As the days tick down towards voting day in November, the competing propositions for legalized sports betting in California received a blow from local media. An editorial in the LA Times stated that both propositions were lacking in significant ways, and concluded that neither should pass when the state goes to the polls.
The editorial stated that both bills offered more risks than benefits to the state of California and stated that, if the Golden State is ever to legalize sports betting, it should not take the forms suggested in either bill. Both 26 and 27, it concluded, blatantly pick winners and losers whether those be the tribal entities concerned with administering sports betting, or the providers looking to deliver online betting in the state.
For clarity, Proposition 26 offers to give operating rights to tribal casinos and thoroughbred racetracks in the state. It would also allow non-card-based casino games in tribal casinos. Proposition 27 for its part would give rights to commercial betting operators and tribal entities. Both propositions have had their devotees and their critics, including tribal authorities who are divided on which bill, if any, should be the basis for future betting in California.
The Times, in its editorial, argued that neither proposition delivered what its backers claimed, including on the suggestion that it would take back revenue lost to illegal betting with offshore providers. Those offshore providers would remain out of reach of the tax authorities, meaning that they could deliver better offers to customers, which the Times believes would ensure that people continued to bet with them.
The commentary also cast doubt on the claim that permitting sports betting would deliver much-needed funding for mental health and homelessness mitigation. While it would certainly generate some revenue, the article argues, it would not be a “game-changer”. At the same time, the provisions in Proposition 26 could lead to lawsuits against currently-legal cardroom casinos in the state, and that animal rights groups have raised issues over the involvement of racetracks in the provision of sports betting.

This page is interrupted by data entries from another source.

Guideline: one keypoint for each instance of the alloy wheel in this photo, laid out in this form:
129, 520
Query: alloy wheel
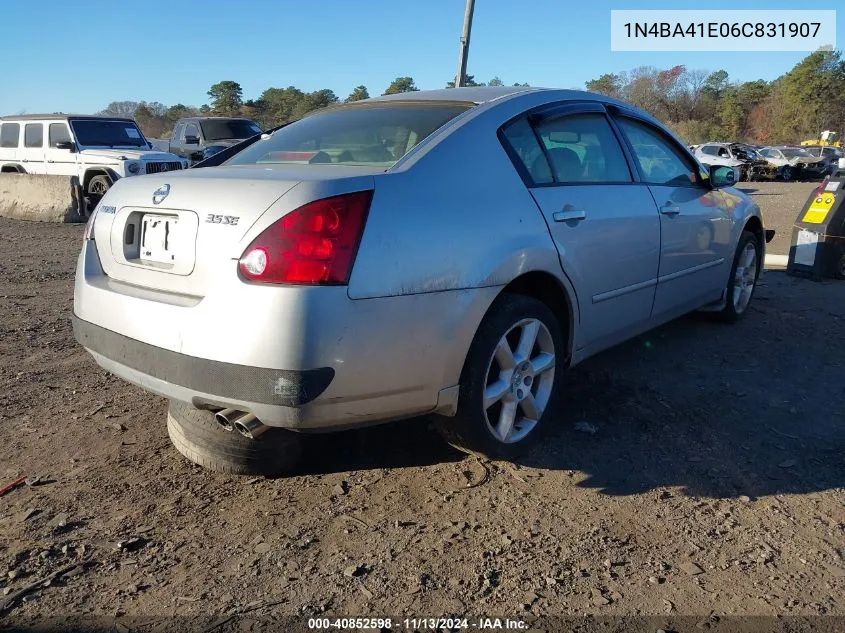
519, 380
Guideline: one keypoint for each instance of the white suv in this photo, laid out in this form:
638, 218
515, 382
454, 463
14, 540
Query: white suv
98, 150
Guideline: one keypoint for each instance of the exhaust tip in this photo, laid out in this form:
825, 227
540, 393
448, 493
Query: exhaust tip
249, 426
226, 417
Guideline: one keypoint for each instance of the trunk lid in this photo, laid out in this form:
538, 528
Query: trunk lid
177, 232
184, 231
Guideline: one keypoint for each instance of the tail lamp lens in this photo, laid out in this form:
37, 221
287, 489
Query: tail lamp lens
312, 245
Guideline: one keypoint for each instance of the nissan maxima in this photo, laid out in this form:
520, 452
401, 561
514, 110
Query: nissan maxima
451, 253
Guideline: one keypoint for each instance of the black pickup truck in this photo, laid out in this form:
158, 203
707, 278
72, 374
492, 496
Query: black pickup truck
197, 138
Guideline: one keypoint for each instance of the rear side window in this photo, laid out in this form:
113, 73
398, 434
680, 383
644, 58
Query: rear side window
58, 133
34, 135
523, 142
582, 148
660, 162
351, 135
10, 134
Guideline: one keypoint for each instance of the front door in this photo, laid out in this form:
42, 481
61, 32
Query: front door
32, 155
60, 162
695, 225
605, 226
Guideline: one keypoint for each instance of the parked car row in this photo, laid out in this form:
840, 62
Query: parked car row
97, 150
757, 162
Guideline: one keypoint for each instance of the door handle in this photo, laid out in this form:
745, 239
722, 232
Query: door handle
569, 214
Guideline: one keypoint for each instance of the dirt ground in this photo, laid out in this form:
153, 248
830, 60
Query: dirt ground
708, 481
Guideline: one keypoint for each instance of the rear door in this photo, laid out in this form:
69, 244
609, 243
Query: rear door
695, 225
604, 224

There is little clear information at this point on the likelihood of success for either bill, although it is understood that both propositions are on a knife edge. Both could pass, and it’s also possible that neither one will. If both do pass, then it is understood that whichever one passes with a higher margin of the vote will be the one that is given precedence. With that said, if Prop 27 is the more popular bill with voters, most of the provisions in Prop 26 could still go into effect anyway. Should 26 be more popular, there is a chance that tribal entities could challenge the passage of 27 in court, arguing that the two bills are in conflict.
In any case, it must be said that the coming weeks are likely to deliver more disagreement and division, and everyone concerned will be hoping that whatever happens at the polls, it brings an end to what has been an often unedifying debate.